How has the EU responded to new US tariffs?
Von Der Leyen has previously indicated that 27 BLOCs will continue to negotiate until the August 1 deadline.
However, on Monday, EU trade commissioner Maros Sefcovic said there is still a “big gap” between the two sides, and at a new 30% rate, it is almost impossible to continue trading as they are used to in transatlantic relations. “The truth is, we’re banning trade,” he said.
Therefore, the EU is currently preparing retaliatory tariffs in the event of breakdowns before the deadline, Sefcovic said. “We need to protect the EU economy and we need to go to these rebalancing measures.”
Before discussing trade with EU ministers, he told reporters:
The EU’s latest tariff list covers 72 billion euros ($84 billion) worth of goods, which can be seen in Politico and Bloomberg.
The tariff rate is still unknown, but it applies to US aircraft and parts worth 11 billion euros ($13 billion). Other items include cars, mechanical, electrical appliances and chemicals.
The list also covers produce such as fruits and vegetables, as well as alcoholic beverages such as bourbon and rum. Going forward, the Commission’s Trade Policy Committee will need to formally approve the list before applying any retaliatory measures.
However, the Bullock is understood to be full of disagreements over US trade. While Germany is urging rapid transactions to protect its industry, other EU members, particularly France, have argued that EU negotiators should not cave into “asymmetric” transactions in favor of the US.
Danish Foreign Minister Lars Rocke Rasmussen told reporters in Brussels it was too early to impose counter-mysses. “But you need to be prepared to use all the tools.” He added: “If you want peace, you have to prepare for war, and I think that’s our place.”
How does Europe sell to the US?
In 2024, the US EU’s commodity trade reached nearly $1 trillion, and the EU became the largest trading partner in the US.
Overall, the US purchased $235.6 billion in goods than it was sold to the 27 countries that make up the EU. Trump hasn’t made any secrets that he wants to reduce his trade deficit. Meanwhile, the US has earned surplus in its services in the EU.
The US mainly buys medicines from the EU, as well as mechanical appliances, cars and other non-railway vehicles. The US alone accounts for 21% of EU goods exports.
The US exports mainly fuels, medicines, machines and aircraft to the EU.
How will tariffs affect the US and European economies?
Barclays economists estimate that if US tariffs on 35% EU goods cover both mutual duties and sectoral obligations, they will shave 0.7% from eurozone production, dropping to just 0.4% annual growth rate, along with 10% theoretical retaliation from Brussels.

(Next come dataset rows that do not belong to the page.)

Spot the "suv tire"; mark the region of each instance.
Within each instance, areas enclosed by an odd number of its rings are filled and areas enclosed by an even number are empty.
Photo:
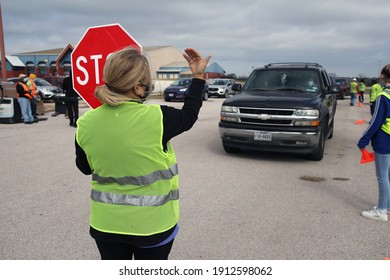
[[[326,127],[323,125],[317,149],[314,153],[308,155],[308,158],[314,161],[320,161],[324,157]]]

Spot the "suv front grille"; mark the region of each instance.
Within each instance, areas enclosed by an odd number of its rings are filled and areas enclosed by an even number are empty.
[[[277,115],[277,116],[291,116],[294,113],[294,110],[284,110],[284,109],[265,109],[265,108],[240,108],[240,113],[242,114],[267,114],[267,115]]]
[[[276,108],[248,108],[240,107],[237,117],[241,123],[270,125],[270,126],[292,126],[294,109]]]

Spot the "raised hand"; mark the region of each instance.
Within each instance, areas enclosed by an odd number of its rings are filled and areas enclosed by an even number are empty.
[[[209,62],[211,56],[207,56],[203,59],[202,56],[192,48],[187,48],[184,52],[183,56],[188,61],[188,65],[190,66],[194,77],[203,79],[203,73],[206,70],[207,63]]]

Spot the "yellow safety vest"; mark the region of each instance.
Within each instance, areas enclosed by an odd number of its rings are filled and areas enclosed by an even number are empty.
[[[104,104],[77,121],[76,140],[92,169],[91,227],[148,236],[179,219],[176,155],[162,145],[159,105]]]
[[[378,97],[381,95],[386,96],[390,100],[389,93],[382,91],[381,93],[378,94]],[[382,125],[381,129],[390,135],[390,118],[386,118],[386,122]]]
[[[359,84],[359,91],[364,93],[366,91],[366,85],[364,83]]]
[[[32,96],[36,97],[38,93],[37,93],[37,86],[35,85],[35,82],[33,80],[28,80],[27,86],[31,90]]]
[[[358,85],[358,83],[357,82],[352,82],[351,83],[351,87],[350,87],[350,92],[351,93],[357,93],[357,85]]]
[[[378,96],[378,93],[382,92],[383,88],[380,84],[374,84],[371,87],[371,94],[370,94],[370,102],[374,102],[376,97]]]

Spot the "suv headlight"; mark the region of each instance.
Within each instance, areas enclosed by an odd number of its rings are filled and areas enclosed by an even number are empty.
[[[222,106],[222,110],[221,112],[224,112],[224,113],[238,113],[240,110],[238,109],[238,107],[234,107],[234,106]]]
[[[318,117],[320,115],[320,112],[316,109],[298,109],[298,110],[295,110],[294,115],[299,116],[299,117],[305,117],[305,116]]]
[[[318,116],[320,112],[316,109],[298,109],[294,113],[297,117],[303,117],[299,120],[294,120],[294,126],[319,126],[320,121]]]

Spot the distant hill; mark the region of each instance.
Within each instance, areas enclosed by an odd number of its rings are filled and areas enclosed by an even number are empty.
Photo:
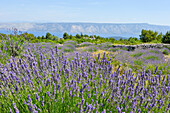
[[[170,26],[147,23],[0,23],[0,32],[9,28],[17,28],[20,31],[37,33],[39,35],[43,35],[46,32],[54,34],[63,34],[64,32],[76,34],[82,32],[83,34],[101,35],[104,37],[139,37],[142,29],[150,29],[162,33],[170,31]]]

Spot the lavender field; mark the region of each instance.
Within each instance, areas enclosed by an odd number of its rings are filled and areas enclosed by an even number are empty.
[[[170,50],[1,42],[1,113],[168,113]]]

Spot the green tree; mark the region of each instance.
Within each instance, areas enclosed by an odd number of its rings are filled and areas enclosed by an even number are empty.
[[[51,40],[52,35],[49,32],[47,32],[45,38]]]
[[[170,31],[166,32],[166,34],[163,36],[162,42],[170,44]]]
[[[70,37],[69,37],[69,35],[65,32],[65,33],[63,34],[63,38],[66,40],[66,39],[69,39]]]

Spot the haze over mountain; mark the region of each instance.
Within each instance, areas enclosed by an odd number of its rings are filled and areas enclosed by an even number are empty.
[[[170,26],[151,25],[147,23],[0,23],[0,32],[7,29],[17,28],[23,32],[37,33],[43,35],[46,32],[54,34],[70,34],[83,33],[91,35],[103,36],[123,36],[139,37],[141,30],[153,30],[162,32],[163,34],[170,31]]]

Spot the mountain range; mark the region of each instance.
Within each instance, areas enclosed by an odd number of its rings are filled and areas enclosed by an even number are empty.
[[[17,28],[23,32],[43,35],[46,32],[53,34],[83,33],[102,36],[139,37],[141,30],[153,30],[165,34],[170,26],[151,25],[147,23],[0,23],[0,33],[8,29]]]

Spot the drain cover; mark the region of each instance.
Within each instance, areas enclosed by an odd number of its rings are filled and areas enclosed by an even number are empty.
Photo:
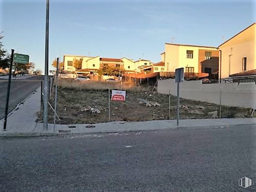
[[[87,128],[93,128],[95,127],[95,126],[94,125],[87,125],[85,127]]]
[[[59,133],[70,133],[71,130],[58,130]]]
[[[68,128],[75,128],[76,127],[75,126],[74,126],[73,125],[71,125],[71,126],[68,126]]]

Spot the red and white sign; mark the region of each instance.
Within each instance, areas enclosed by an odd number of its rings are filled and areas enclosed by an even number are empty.
[[[125,101],[126,92],[125,91],[112,90],[111,100],[112,101]]]

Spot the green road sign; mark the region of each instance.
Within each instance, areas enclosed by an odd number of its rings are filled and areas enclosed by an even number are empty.
[[[23,55],[18,53],[15,53],[13,58],[13,62],[20,64],[28,63],[29,56],[27,55]]]

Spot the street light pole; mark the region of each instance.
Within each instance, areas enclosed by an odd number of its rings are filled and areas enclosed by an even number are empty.
[[[48,129],[48,65],[49,54],[49,0],[46,0],[46,22],[45,30],[45,86],[44,89],[44,129]]]

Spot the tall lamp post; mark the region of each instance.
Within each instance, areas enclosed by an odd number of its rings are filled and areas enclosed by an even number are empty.
[[[46,0],[46,21],[45,30],[45,79],[44,89],[44,129],[48,129],[48,65],[49,54],[49,0]]]

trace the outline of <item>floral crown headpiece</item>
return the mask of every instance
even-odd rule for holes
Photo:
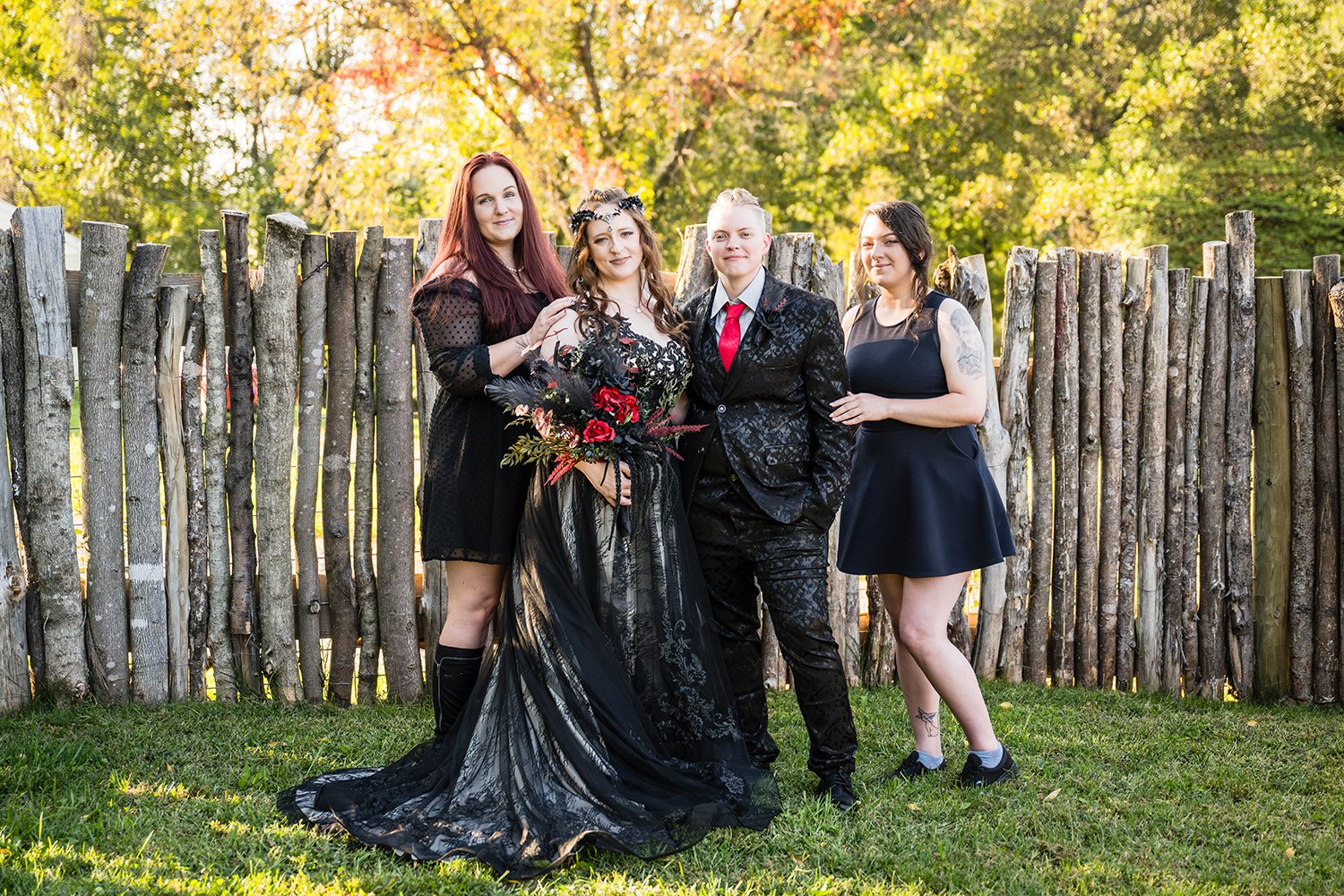
[[[640,199],[638,196],[626,196],[625,199],[617,201],[616,203],[616,208],[612,210],[612,211],[609,211],[605,215],[598,215],[597,212],[594,212],[590,208],[581,208],[577,212],[574,212],[573,215],[570,215],[570,236],[578,236],[579,235],[579,227],[582,227],[583,224],[589,223],[590,220],[601,220],[601,222],[606,222],[607,224],[610,224],[613,218],[616,218],[617,215],[620,215],[622,211],[625,211],[628,208],[633,208],[634,211],[640,212],[640,215],[642,216],[644,215],[644,200]]]

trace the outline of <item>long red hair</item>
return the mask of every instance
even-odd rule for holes
[[[564,290],[564,271],[560,270],[560,262],[542,231],[542,218],[536,212],[532,191],[528,189],[517,165],[497,152],[476,153],[457,172],[453,193],[448,200],[448,214],[444,216],[444,234],[438,240],[438,251],[434,253],[434,261],[425,271],[425,278],[415,286],[415,293],[434,281],[452,279],[468,270],[472,271],[476,286],[481,290],[485,334],[495,343],[526,333],[536,317],[536,309],[519,289],[513,274],[487,244],[472,212],[472,177],[491,165],[513,175],[519,197],[523,200],[523,227],[513,238],[513,259],[521,261],[527,278],[546,296],[546,301],[551,302],[569,294]]]

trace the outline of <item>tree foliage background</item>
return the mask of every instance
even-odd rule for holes
[[[501,149],[547,226],[593,185],[668,254],[745,185],[833,257],[909,197],[939,243],[1344,247],[1340,0],[11,0],[0,197],[195,259],[224,207],[413,234]]]

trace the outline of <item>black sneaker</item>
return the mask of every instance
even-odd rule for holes
[[[962,787],[984,787],[985,785],[997,785],[1016,776],[1017,763],[1008,755],[1008,747],[1004,747],[1004,758],[993,768],[985,768],[984,762],[976,754],[966,756],[966,764],[961,767],[961,780],[958,785]]]
[[[896,770],[887,775],[887,780],[914,780],[919,775],[931,775],[935,771],[942,771],[948,767],[948,760],[943,759],[938,763],[937,768],[930,768],[929,766],[919,762],[919,751],[911,750],[910,755],[900,760]]]

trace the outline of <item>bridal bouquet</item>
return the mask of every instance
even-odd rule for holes
[[[513,442],[504,465],[554,461],[546,480],[554,485],[583,461],[607,461],[620,492],[621,461],[664,451],[680,459],[675,439],[704,429],[673,424],[669,402],[655,404],[650,395],[633,386],[634,371],[614,345],[589,341],[562,352],[563,364],[536,360],[530,376],[485,387],[487,395],[519,416],[513,424],[532,426]],[[628,517],[621,510],[617,519],[628,535]]]

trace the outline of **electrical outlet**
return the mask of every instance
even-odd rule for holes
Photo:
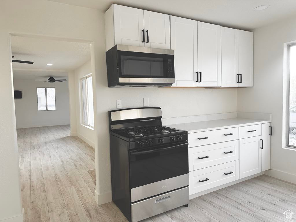
[[[120,109],[122,107],[121,106],[121,99],[116,99],[116,109]]]
[[[149,98],[143,98],[144,106],[149,106]]]

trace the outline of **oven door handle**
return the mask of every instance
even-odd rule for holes
[[[164,148],[160,148],[158,149],[150,149],[149,150],[145,150],[145,151],[133,151],[131,152],[130,153],[131,155],[137,155],[137,154],[143,154],[146,153],[153,153],[154,152],[157,152],[158,151],[163,151],[165,150],[169,149],[174,149],[176,148],[178,148],[181,147],[184,147],[185,146],[188,146],[188,143],[184,143],[183,144],[179,144],[178,145],[176,145],[172,147],[165,147]]]

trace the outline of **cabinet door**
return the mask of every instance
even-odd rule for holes
[[[198,22],[197,37],[198,86],[220,86],[221,26]]]
[[[145,46],[144,10],[114,5],[115,44]]]
[[[239,178],[261,172],[261,136],[239,140]]]
[[[262,124],[262,171],[270,169],[270,123]]]
[[[253,86],[253,33],[238,30],[239,87]]]
[[[170,16],[144,11],[145,47],[170,49]]]
[[[221,86],[237,87],[238,74],[237,30],[221,27]]]
[[[171,42],[174,50],[177,86],[197,85],[197,22],[170,16]]]

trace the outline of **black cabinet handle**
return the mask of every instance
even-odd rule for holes
[[[147,33],[147,41],[146,42],[146,43],[149,42],[149,33],[148,33],[148,30],[146,30],[146,32]]]
[[[207,178],[205,180],[199,180],[198,181],[198,182],[201,183],[202,182],[204,182],[205,181],[207,181],[208,180],[210,180],[210,179]]]
[[[207,156],[206,156],[205,157],[198,157],[198,159],[200,160],[201,160],[202,159],[205,159],[206,158],[208,158],[209,157]]]
[[[229,134],[223,134],[223,136],[230,136],[230,135],[233,135],[233,133],[229,133]]]
[[[225,175],[228,175],[228,174],[231,174],[231,173],[233,173],[233,172],[232,171],[231,171],[229,173],[224,173],[224,174],[225,174]]]
[[[197,139],[208,139],[209,137],[205,137],[202,138],[198,138]]]
[[[144,29],[142,30],[142,31],[143,33],[143,41],[142,41],[142,42],[145,42],[145,33],[144,31]]]
[[[224,152],[223,153],[225,153],[225,154],[228,154],[229,153],[233,153],[233,151],[230,151],[229,152]]]

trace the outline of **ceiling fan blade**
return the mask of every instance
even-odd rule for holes
[[[22,60],[15,60],[12,59],[12,62],[19,62],[21,63],[27,63],[28,64],[33,64],[34,62],[30,62],[29,61],[23,61]]]

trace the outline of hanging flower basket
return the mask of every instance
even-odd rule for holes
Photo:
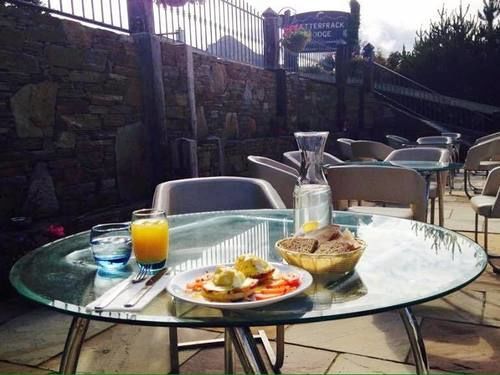
[[[291,52],[302,52],[310,41],[311,32],[300,25],[290,25],[283,29],[281,43]]]
[[[187,3],[203,4],[205,0],[155,0],[158,4],[171,7],[182,7]]]

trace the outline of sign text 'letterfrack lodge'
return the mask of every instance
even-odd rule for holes
[[[311,32],[312,40],[303,52],[333,52],[347,42],[349,17],[349,13],[334,11],[300,13],[283,26],[300,25]]]

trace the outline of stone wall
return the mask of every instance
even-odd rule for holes
[[[0,222],[136,199],[141,188],[119,188],[128,180],[117,173],[133,168],[122,159],[142,131],[131,38],[33,11],[0,12]]]
[[[295,130],[344,135],[330,83],[289,75],[284,121],[276,72],[161,49],[168,151],[195,139],[200,176],[247,175],[248,155],[280,160]],[[50,224],[68,234],[149,204],[142,89],[130,36],[0,4],[0,276],[60,233]]]

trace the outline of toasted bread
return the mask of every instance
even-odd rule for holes
[[[281,242],[281,246],[297,253],[314,253],[318,248],[318,240],[304,237],[287,238]]]
[[[342,235],[340,231],[340,226],[336,224],[330,224],[321,229],[317,229],[311,232],[307,232],[304,234],[304,238],[312,238],[318,241],[319,245],[333,241],[339,238]]]
[[[342,241],[327,241],[319,245],[315,254],[339,254],[354,251],[360,247],[356,241],[342,240]]]
[[[210,301],[235,302],[250,297],[255,292],[258,280],[247,278],[245,285],[241,288],[219,287],[212,281],[203,284],[201,294]]]

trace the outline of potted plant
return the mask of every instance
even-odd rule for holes
[[[163,6],[171,6],[171,7],[182,7],[187,3],[191,4],[203,4],[205,0],[155,0],[158,4]]]
[[[311,32],[300,25],[289,25],[283,29],[281,42],[287,50],[299,53],[311,41]]]

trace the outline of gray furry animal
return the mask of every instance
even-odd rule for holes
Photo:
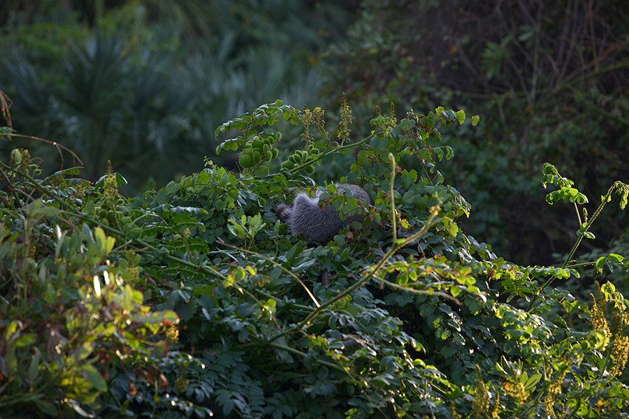
[[[358,185],[336,184],[336,188],[340,193],[349,191],[354,198],[371,204],[369,194]],[[291,234],[303,233],[309,242],[324,243],[338,234],[341,228],[356,219],[356,216],[349,216],[341,221],[331,205],[319,207],[319,198],[321,193],[318,191],[314,198],[300,193],[295,197],[291,205],[280,203],[275,205],[275,214],[289,225]]]

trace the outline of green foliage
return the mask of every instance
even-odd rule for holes
[[[324,91],[328,102],[342,89],[361,104],[353,117],[361,135],[373,109],[391,101],[473,108],[479,129],[445,133],[456,156],[442,170],[482,209],[468,231],[511,260],[551,263],[573,242],[564,233],[573,230],[572,205],[537,205],[534,174],[544,162],[591,197],[629,179],[624,10],[617,1],[366,0],[325,55]],[[615,208],[602,216],[591,245],[605,248],[628,216]]]
[[[15,99],[14,128],[64,138],[75,152],[59,149],[58,159],[41,162],[47,171],[71,160],[94,181],[111,161],[131,179],[127,193],[201,170],[198,156],[215,147],[214,130],[228,116],[277,97],[312,100],[319,81],[306,64],[347,17],[333,2],[315,10],[295,0],[6,8],[0,87]],[[48,152],[41,139],[13,140]]]
[[[3,414],[626,417],[629,301],[604,284],[588,308],[550,286],[576,267],[519,266],[465,232],[438,144],[465,112],[378,113],[364,138],[347,101],[341,113],[329,132],[321,108],[260,106],[217,129],[234,133],[219,149],[260,153],[255,168],[206,161],[131,199],[110,168],[92,185],[0,162]],[[290,168],[260,152],[287,141],[282,122],[303,127]],[[327,185],[321,205],[356,221],[324,244],[289,236],[274,204],[348,150],[340,180],[373,205]],[[47,346],[49,331],[67,340]]]

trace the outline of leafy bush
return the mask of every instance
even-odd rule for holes
[[[465,112],[440,107],[399,122],[379,113],[359,140],[345,100],[340,114],[332,133],[320,108],[260,106],[217,129],[234,133],[219,150],[240,151],[240,174],[208,161],[131,199],[111,170],[92,186],[73,170],[36,179],[24,150],[0,163],[8,411],[16,395],[34,394],[20,409],[40,416],[626,417],[629,389],[618,376],[629,302],[607,283],[588,307],[551,286],[578,276],[569,260],[519,266],[460,228],[470,205],[444,183],[438,165],[453,152],[437,142],[468,125]],[[303,127],[304,145],[280,157],[287,124]],[[311,192],[308,175],[347,150],[357,153],[340,180],[363,185],[373,205],[324,245],[288,235],[274,204]],[[405,159],[421,172],[396,164]],[[579,204],[582,194],[554,166],[543,176],[559,188],[549,200]],[[614,184],[600,208],[614,194],[624,205],[628,192]],[[321,200],[356,204],[333,185]],[[70,302],[42,311],[42,295]],[[48,353],[50,330],[80,337]],[[42,360],[36,368],[31,358]],[[26,392],[57,368],[74,381]]]
[[[315,10],[294,0],[57,3],[8,6],[0,87],[19,98],[16,129],[63,138],[91,181],[110,160],[127,193],[201,170],[229,116],[277,97],[312,100],[319,83],[308,63],[346,16],[332,2]],[[41,155],[41,145],[27,138],[17,147]],[[66,163],[55,158],[43,168]]]
[[[361,104],[354,117],[366,131],[375,105],[391,101],[403,110],[473,108],[482,126],[444,133],[456,156],[442,168],[447,183],[482,208],[465,222],[468,232],[511,260],[553,263],[573,242],[566,232],[574,226],[569,206],[537,205],[543,192],[535,174],[548,156],[590,196],[629,178],[621,116],[629,103],[625,5],[366,0],[361,6],[347,39],[325,55],[328,101],[345,91]],[[606,248],[628,220],[616,209],[604,217],[593,247]]]

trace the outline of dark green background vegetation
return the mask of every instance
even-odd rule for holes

This could derail much of the already small growth in the eurozone. The EU struggled to regain its foothold in the wake of the Covid-19 pandemic, and the surge in energy prices following Russia’s invasion of Ukraine increased tensions.
Economic forecast consultant Oxford Economics estimated Monday that a 30% tariff could push the EU to the “end of the recession.”
Meanwhile, the estimates in April showed that mutual and sector tariffs ranging from 20% to 50% would cost Germany’s 4.3 trillion euros ($5 trillion) economy, according to the German Institute of Economic Research IW.
“It will interfere with everything and hit the German export industry at its core, so much of its economic policy efforts will have to be postponed,” German Prime Minister Friedrich Merz said of the potential mutual rate of 30% of the US.
Meanwhile, measures from the EU will hit certain US industries violently. As Europe is the top five markets for US agriculture (particularly Soya and corn), European tariffs could reduce US farm income and anger major Trump constituencies. The same applies to the automotive and airplane parts sectors.